A project that large is unlikely. So assume a project only a quarter that size, and compare that to what a 130,000-square-foot supermarket using 40% of the site would produce—about 200 permanent jobs and $320,000 in annual property taxes.
Jim Gallagher, a transportation planner and Steering Committee member, raises another interesting concern. “As a taxpayer, I don’t see how this helps me. Two supermarkets within a mile means one of them will fail. Either this one or the Stop and Shop would not be in operation within a few years, so the taxes collected would be the same. A supermarket on Winter Hill might be successful, but here just seems redundant.”

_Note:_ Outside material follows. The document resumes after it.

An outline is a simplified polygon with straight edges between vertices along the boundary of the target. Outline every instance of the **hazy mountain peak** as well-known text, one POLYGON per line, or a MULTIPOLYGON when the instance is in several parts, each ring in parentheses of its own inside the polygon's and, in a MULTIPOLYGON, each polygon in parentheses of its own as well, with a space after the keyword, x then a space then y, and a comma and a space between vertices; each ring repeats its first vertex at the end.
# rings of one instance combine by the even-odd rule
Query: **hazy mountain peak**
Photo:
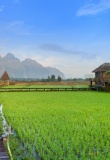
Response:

Aldermen Jack Connolly and Bill Roche submitted the proposed amendment in behalf of Federal Realty Investment Trust (FRIT) who own Assembly Square Marketplace and are now building four well-designed multistory buildings in a well-designed urban fabric, across the parking lot from the Marketplace
They have signed a purchase and sale agreement for the IKEA property, the parcel in question. Neither FRIT, nor the commercial real estate market, is ready to build the dense development the property is zoned for. So FRIT would need a source of revenue to service their mortgage debt. Rent from a big-box supermarket lease would be a big help.
Ms. Reisner, Mr. Gallagher, and many others believe that a grocery store that would serve the Square’s future residents would be a worthwhile contribution to the emerging neighborhood. But squandering the IKEA property’s potential on a one-story supermarket and parking lot is not in the city’s best interest. That’s why it’s illegal.

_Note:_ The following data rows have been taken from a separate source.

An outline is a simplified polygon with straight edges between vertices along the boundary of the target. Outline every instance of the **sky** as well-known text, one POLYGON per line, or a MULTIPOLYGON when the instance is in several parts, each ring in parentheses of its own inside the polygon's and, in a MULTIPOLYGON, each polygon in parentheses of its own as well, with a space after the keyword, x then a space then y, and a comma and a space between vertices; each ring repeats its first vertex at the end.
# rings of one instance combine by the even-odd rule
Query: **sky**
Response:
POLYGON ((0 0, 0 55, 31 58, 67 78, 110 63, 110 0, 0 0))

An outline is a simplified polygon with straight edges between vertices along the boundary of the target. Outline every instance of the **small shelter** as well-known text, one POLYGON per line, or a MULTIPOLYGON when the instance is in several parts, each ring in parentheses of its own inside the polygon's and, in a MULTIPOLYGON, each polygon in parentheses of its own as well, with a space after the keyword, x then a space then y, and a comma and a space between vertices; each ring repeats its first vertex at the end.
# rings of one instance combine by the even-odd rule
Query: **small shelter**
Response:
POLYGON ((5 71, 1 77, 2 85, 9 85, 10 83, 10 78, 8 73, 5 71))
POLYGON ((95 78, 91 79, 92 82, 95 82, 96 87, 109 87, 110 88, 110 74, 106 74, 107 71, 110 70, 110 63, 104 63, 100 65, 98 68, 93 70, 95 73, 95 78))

Advocates have suggested a multistory supermarket design, like the Star Market in Cambridge’s University, as part of a larger structure. FRIT rejects this approach.
I can’t feel angry towards them. I like all the people that I know at FRIT. They are friendly, honest, forthright, and have complied with all the city’s and state’s legal requirements. But I understand that, by law, their primary obligation is to maximize return on their shareholders’ investment, and they are fulfilling their obligation admirably.
Our elected officials have other obligations that include our city’s fiscal health and its citizens’ wellbeing. I believe that approving the Zoning Ordinance amendment would betray those obligations.
Nor do I think that ‘Villens who advocate for wise development are the only ones who would feel betrayed. The Commonwealth, federal government, and MBTA have invested tens of millions of dollars to support high-density development at Assembly Square.
As Steering Committee member Wig Zamore testified to the Planning Board, “If we put a single story grocer next to the state’s first new subway stop in a generation, why would any future governor invest in Somerville? And why should our citizens continue to have faith in their future?”